I think the greatest advantage of watercolors over acrylics is that you can do them in bed. I discovered this during my 3 days bed rest . I'm up'n at'm now, but wouldn't mind doing some more watercolors. I love how gradually you can change the colors. That's especially great with flowers. The colors just bleed into each other. My mom taught me a few tips before I got started.

1. Mix the colors on the lid of the water colors.

2. A little goes a long way. You don't want it to be too thick. If you apply it to the page and it's too dense, simply spread it out with a wet brush. You can fill in a lot of area that way.

3. If your brush is too wet squeeze it out between your fingers.

4. If your not happy with an area you may be able to erase some of it with a wet brush. (I discovered I could also get the paper wet and dab it with a dry paper towel.) It won't erase it completely but enough to paint over it.

Does anyone else have watercolorin' tips?

Dave was so fascinated he wanted to join me. So last night we lay in bed painting away. He did a lemon, a Kermit, and lady with glasses like that blind guy on Star Trek. He said her eyes were too tricky. That was a fun date!


Blogger sue b said...

I don't have any tips but I did want to say these are terrific!

4:13 PM  
Anonymous Heather Bailey said...

Sounds like a memorable date. And, your watercolors are beautiful! As far as tips go, I've toyed with a few watercolor products before that you might want to check out:

• Masking Fluid, which allows you to block off parts of your painting temporarily (you can roll it off the paper with your fingers later, like rubber cement on plastic)

• Lifting Preparation, which makes your watercolors sink into the paper less, so you can erase-with-water more easily

• Irridescent Medium (a mix-in), which adds a pearly luster to your paint

• Granulation Medium (a mix-in), which makes your washes all spotted and funny (on purpose) -- I've heard a sprinkle of salt on the painted, but still-wet surface can do this too.

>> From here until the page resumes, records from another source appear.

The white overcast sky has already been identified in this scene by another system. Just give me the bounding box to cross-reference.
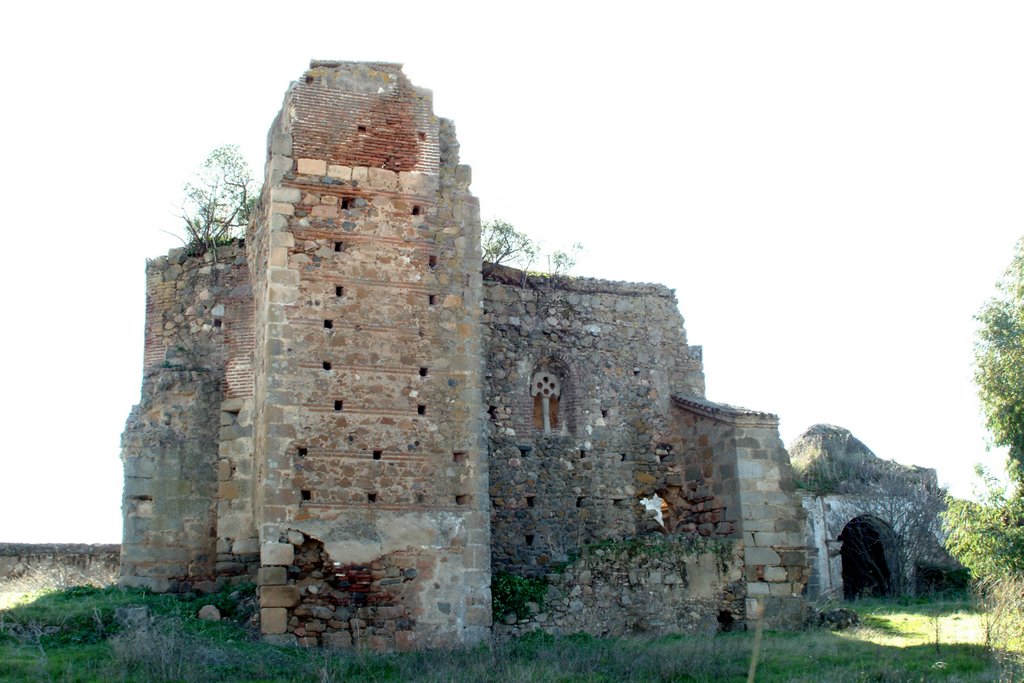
[0,1,1021,543]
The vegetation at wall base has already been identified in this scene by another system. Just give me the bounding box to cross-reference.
[490,571,548,621]
[1,569,1008,682]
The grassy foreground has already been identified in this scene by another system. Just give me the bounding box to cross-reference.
[0,571,1006,682]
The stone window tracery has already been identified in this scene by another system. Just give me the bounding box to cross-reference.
[531,371,561,435]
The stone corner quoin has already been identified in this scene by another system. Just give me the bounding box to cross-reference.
[118,59,811,651]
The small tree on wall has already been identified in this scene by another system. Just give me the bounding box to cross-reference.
[177,145,259,255]
[481,219,583,279]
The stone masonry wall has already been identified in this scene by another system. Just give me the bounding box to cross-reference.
[483,268,707,577]
[249,62,490,651]
[121,244,257,592]
[494,536,744,640]
[671,397,810,628]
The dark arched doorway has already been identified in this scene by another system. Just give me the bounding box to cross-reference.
[839,516,892,600]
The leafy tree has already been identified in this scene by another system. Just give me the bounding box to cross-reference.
[945,466,1024,580]
[482,219,539,273]
[178,145,259,255]
[549,242,584,276]
[481,219,582,277]
[975,237,1024,484]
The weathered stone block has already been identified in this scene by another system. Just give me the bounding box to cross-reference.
[271,186,301,203]
[296,158,327,175]
[328,165,352,180]
[368,167,398,190]
[753,532,790,547]
[260,608,287,635]
[231,538,259,555]
[260,542,294,566]
[260,585,299,608]
[269,231,294,247]
[744,547,781,565]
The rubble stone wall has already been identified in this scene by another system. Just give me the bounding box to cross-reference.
[494,536,744,640]
[483,269,707,576]
[121,245,256,592]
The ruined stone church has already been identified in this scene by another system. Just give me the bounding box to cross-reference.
[121,61,811,651]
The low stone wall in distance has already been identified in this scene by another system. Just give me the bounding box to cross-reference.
[494,535,744,640]
[0,543,121,583]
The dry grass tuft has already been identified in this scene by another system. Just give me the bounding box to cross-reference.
[0,564,116,610]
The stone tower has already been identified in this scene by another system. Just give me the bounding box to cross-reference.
[122,61,491,650]
[249,61,491,649]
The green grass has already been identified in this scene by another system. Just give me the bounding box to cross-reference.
[0,578,1007,682]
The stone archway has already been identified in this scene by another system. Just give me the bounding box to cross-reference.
[838,515,893,600]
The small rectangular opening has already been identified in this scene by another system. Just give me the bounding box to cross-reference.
[341,197,351,209]
[419,367,428,377]
[417,404,426,415]
[525,534,535,546]
[301,489,312,501]
[412,205,421,216]
[357,125,367,132]
[418,131,426,141]
[452,451,467,464]
[323,361,332,371]
[525,495,535,508]
[297,447,308,458]
[601,409,609,419]
[487,406,498,421]
[455,495,469,506]
[428,294,437,306]
[213,319,222,328]
[372,449,383,460]
[613,498,627,507]
[324,319,334,329]
[334,241,344,252]
[633,367,641,376]
[334,400,344,411]
[579,450,587,459]
[367,492,377,503]
[620,453,627,462]
[428,255,437,268]
[335,285,344,297]
[576,497,584,508]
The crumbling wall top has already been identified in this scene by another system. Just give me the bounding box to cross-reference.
[289,60,438,174]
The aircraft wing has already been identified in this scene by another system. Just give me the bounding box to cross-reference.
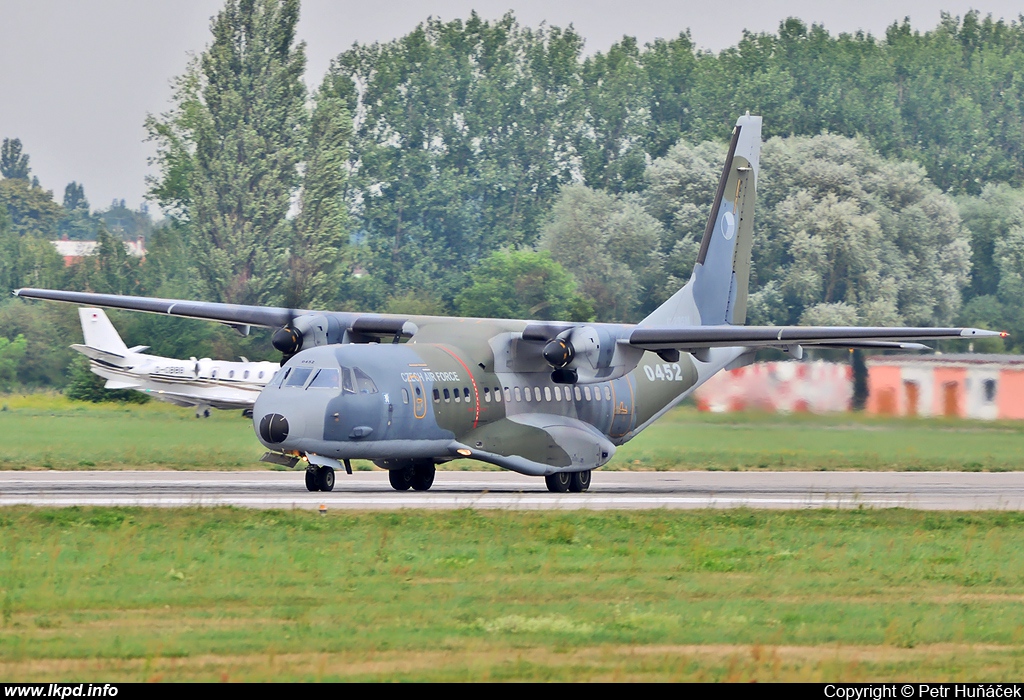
[628,325,1004,350]
[15,288,303,329]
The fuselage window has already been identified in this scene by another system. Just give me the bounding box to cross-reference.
[574,386,582,401]
[402,388,410,404]
[454,387,461,402]
[544,386,552,402]
[604,386,612,401]
[433,388,440,403]
[307,368,340,389]
[342,367,356,394]
[285,367,313,387]
[443,388,451,402]
[229,370,235,379]
[464,387,471,400]
[483,387,491,402]
[212,369,218,379]
[514,387,522,402]
[415,386,422,398]
[553,386,561,401]
[258,371,264,379]
[244,370,250,379]
[594,386,602,401]
[584,386,592,401]
[495,387,503,402]
[503,387,511,402]
[524,387,532,402]
[353,367,378,394]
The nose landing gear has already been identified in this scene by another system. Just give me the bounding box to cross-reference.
[305,466,335,492]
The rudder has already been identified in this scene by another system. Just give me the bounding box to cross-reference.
[641,114,761,328]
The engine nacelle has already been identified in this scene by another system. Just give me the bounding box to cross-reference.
[271,314,346,359]
[543,326,644,384]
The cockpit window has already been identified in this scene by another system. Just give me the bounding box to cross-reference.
[285,367,313,387]
[342,367,356,394]
[308,368,340,389]
[353,368,378,394]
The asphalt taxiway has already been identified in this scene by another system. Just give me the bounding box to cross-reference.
[1,470,1023,510]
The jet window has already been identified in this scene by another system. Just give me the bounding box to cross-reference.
[285,367,313,387]
[454,387,461,402]
[402,388,409,404]
[544,387,552,402]
[258,371,264,379]
[433,388,440,403]
[342,367,356,394]
[574,386,582,401]
[353,368,378,394]
[553,386,562,401]
[229,370,235,379]
[604,386,612,401]
[514,387,522,402]
[495,387,503,402]
[464,387,471,400]
[308,368,341,389]
[584,386,592,401]
[444,388,451,402]
[503,387,511,402]
[212,369,218,379]
[523,387,532,402]
[594,386,602,401]
[483,387,491,402]
[244,370,250,379]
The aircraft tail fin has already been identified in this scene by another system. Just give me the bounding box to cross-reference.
[640,114,761,328]
[78,307,130,356]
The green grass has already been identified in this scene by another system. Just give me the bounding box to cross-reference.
[2,507,1024,680]
[2,393,1024,471]
[610,408,1024,472]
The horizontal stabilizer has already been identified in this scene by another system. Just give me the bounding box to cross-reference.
[629,325,1004,351]
[70,344,128,365]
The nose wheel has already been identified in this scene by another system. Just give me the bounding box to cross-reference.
[305,466,335,492]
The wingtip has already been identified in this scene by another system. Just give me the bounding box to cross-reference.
[959,328,1005,338]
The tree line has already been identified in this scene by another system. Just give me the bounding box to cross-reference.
[4,0,1024,391]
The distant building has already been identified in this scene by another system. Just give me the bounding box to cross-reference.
[867,354,1024,420]
[694,361,852,413]
[51,235,146,267]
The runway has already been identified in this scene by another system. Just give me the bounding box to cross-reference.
[1,470,1024,510]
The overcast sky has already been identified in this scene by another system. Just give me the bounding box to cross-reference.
[2,0,1021,214]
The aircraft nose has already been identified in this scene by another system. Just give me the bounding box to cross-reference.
[258,413,289,444]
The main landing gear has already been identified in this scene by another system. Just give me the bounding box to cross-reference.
[544,470,591,493]
[388,461,436,492]
[305,465,335,492]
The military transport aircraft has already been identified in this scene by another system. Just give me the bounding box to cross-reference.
[73,307,278,415]
[15,115,1002,494]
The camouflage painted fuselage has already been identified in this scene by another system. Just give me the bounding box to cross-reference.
[252,318,743,476]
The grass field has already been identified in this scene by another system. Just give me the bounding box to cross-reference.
[2,507,1024,681]
[1,393,1023,472]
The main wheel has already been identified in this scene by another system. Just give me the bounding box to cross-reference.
[389,466,414,491]
[317,466,335,492]
[569,470,591,493]
[305,467,319,492]
[411,463,435,491]
[545,472,572,493]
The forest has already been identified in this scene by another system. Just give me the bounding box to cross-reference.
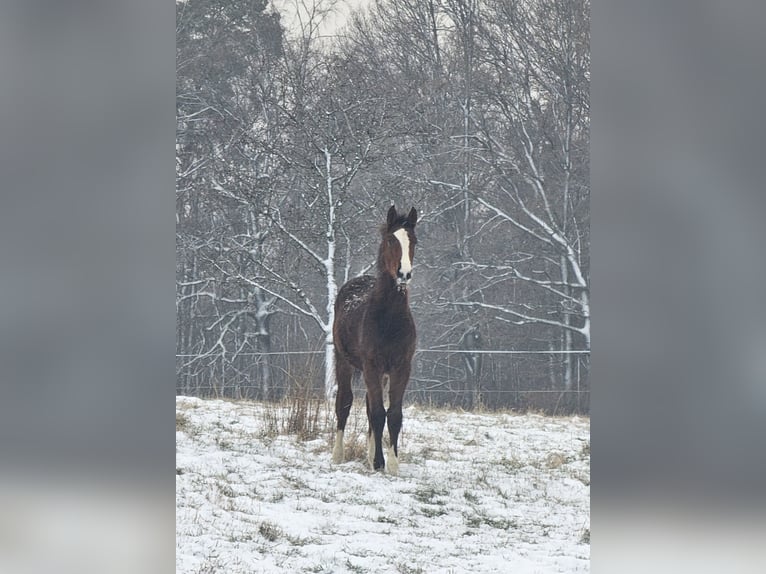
[176,0,590,413]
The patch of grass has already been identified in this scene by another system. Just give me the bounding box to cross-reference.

• Gum Arabic (a mix-in), which is supposed to increase the brilliance and gloss of your watercolors

I'm not a big watercolorist or anything, but I sure love tools (yes, paints are tools) and these are some fun ones that I've played with. Hey, and I'm glad to hear you're up and about. Stick with the watercolor thing -- they're fantastic!

9:22 PM  
Anonymous Aunt Cherry said...

You obviously see things that I don't see when looking at flowers. When I try to paint/draw flowers they always look like something your kid makes you hang on the fridge. ;) At least with watercolors it seems you can draw the beauty out of the flower instead of drawing upon its surroundings as well. Where do you think you'll display them? Keep us all updated!

12:18 PM  
Blogger weimaraner said...

This comment has been removed by a blog administrator.

3:23 PM  
Anonymous Mandi Crockett said...

Hey Laura! Definitely don't have any tips for you but wanted to let you know that I think your stuff is amazing! I am so impressed with all that you do!

5:04 AM  
Anonymous Kaye said...

WOW I am inpressed!
Those are sooooo beautiful. I can't paint or draw at all so I have no tips.
I love your blog and your art!
It makes me want to try watercolors.

2:54 PM  
Anonymous Anonymous said...

Love the flowers...the speek of fairy hideaways and as a sewer would translate to patchwork. Thank you for shairing your artwork. Enjoyed the intense color!

9:33 PM  
Blogger zees5 said...

PS Those roses are amazing. Now I want to learn to paint. I have tons of brushes and paints, but have no idea how to paint a flower.